Immer wieder töten US-Soldaten im Irak Zivilisten, mit Absicht oder aus Versehen. Für besonderes Aufsehen sorgte das Massaker von Haditha, bei dem 24 Menschen starben. Iraks Ministerpräsident Maliki erhob deshalb nun schwere Vorwürfe gegen die Militärs.
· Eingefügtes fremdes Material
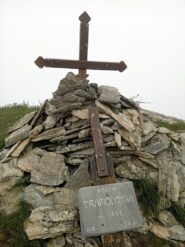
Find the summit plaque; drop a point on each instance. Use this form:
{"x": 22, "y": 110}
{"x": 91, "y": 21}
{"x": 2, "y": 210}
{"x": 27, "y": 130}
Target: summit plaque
{"x": 108, "y": 208}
Bagdad - "Es ist nicht zu rechtfertigen, dass eine Familie getötet wird, weil jemand gegen Terroristen kämpft", sagte der irakische Ministerpräsident Nuri al-Maliki am Dienstag in einem Interview mit der britischen BBC. Die Getöteten seien "Opfer eines falschen Einsatzes". Zugleich kündigte er eine Untersuchung der Vorfälle vom 19. November vergangenen Jahres durch irakische Behörden an.

Iraks Ministerpräsident al-Maliki:Er will Antworten von US-Soldaten
AP

Iraks Ministerpräsident al-Maliki:Er will Antworten von US-Soldaten

Maliki bezog sich auf den jüngst bekannt gewordenen Vorfall in der westlichen Stadt Haditha, wo US-Soldaten in einem Racheakt 24 Zivilisten, darunter auch Frauen und Kinder, getötet haben sollen. Wie es zum dem Massaker kommen konnte und welche Rolle die US-Soldaten genau spielten, ist noch unklar. Am vergangenen Montag hatte der demokratische US-Abgeordnete John Murtha dem Verteidigungsministerium vorgeworfen, das Blutbad vertuschen zu wollen.
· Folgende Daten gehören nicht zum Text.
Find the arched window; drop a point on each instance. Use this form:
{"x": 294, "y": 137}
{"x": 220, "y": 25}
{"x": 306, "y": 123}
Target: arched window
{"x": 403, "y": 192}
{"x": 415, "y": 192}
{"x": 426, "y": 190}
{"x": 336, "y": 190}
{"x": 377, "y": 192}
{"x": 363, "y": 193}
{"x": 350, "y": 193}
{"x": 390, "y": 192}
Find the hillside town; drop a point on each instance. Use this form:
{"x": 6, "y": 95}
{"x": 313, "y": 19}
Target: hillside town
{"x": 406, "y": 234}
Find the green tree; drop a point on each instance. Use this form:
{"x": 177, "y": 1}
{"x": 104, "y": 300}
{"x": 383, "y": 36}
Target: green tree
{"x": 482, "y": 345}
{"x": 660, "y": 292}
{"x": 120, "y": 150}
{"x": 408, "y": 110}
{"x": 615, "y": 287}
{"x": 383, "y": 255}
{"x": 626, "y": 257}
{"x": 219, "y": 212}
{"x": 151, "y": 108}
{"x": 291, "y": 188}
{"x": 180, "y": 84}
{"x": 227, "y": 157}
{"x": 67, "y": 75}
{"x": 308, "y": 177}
Maliki fordert nun Aufklärung, und zwar generell. "Wir werden nicht nur Antworten zu Haditha haben wollen, sondern zu jedem Einsatz, in dem es auf Grund von Fehlern zu Tötungen kam. Die Verantwortlichen werden wir dingfest machen", sagte er der Nachrichtenagentur Reuters und fügte hinzu: "Wir sind besorgt über die Zunahme an 'Fehlern'. Ich sage nicht, dass sie beabsichtigt sind. Aber sie sind Besorgnis erregend." Den USA zufolge müssen sich die Soldaten möglicherweise wegen Mordes vor einem Gericht verantworten.

Der irakische Ministerpräsident hat einen Zeitrahmen von 18 Monaten ins Gespräch gebracht, in dem die Iraker die vollständige Kontrolle über die Lage im Land erlangen und damit eine Grundlage für den Abzug ausländischer Truppen bilden sollen. Er tritt dafür ein, die Milizen aufzulösen. Auch sein Kabinett will er mit starker Hand führen.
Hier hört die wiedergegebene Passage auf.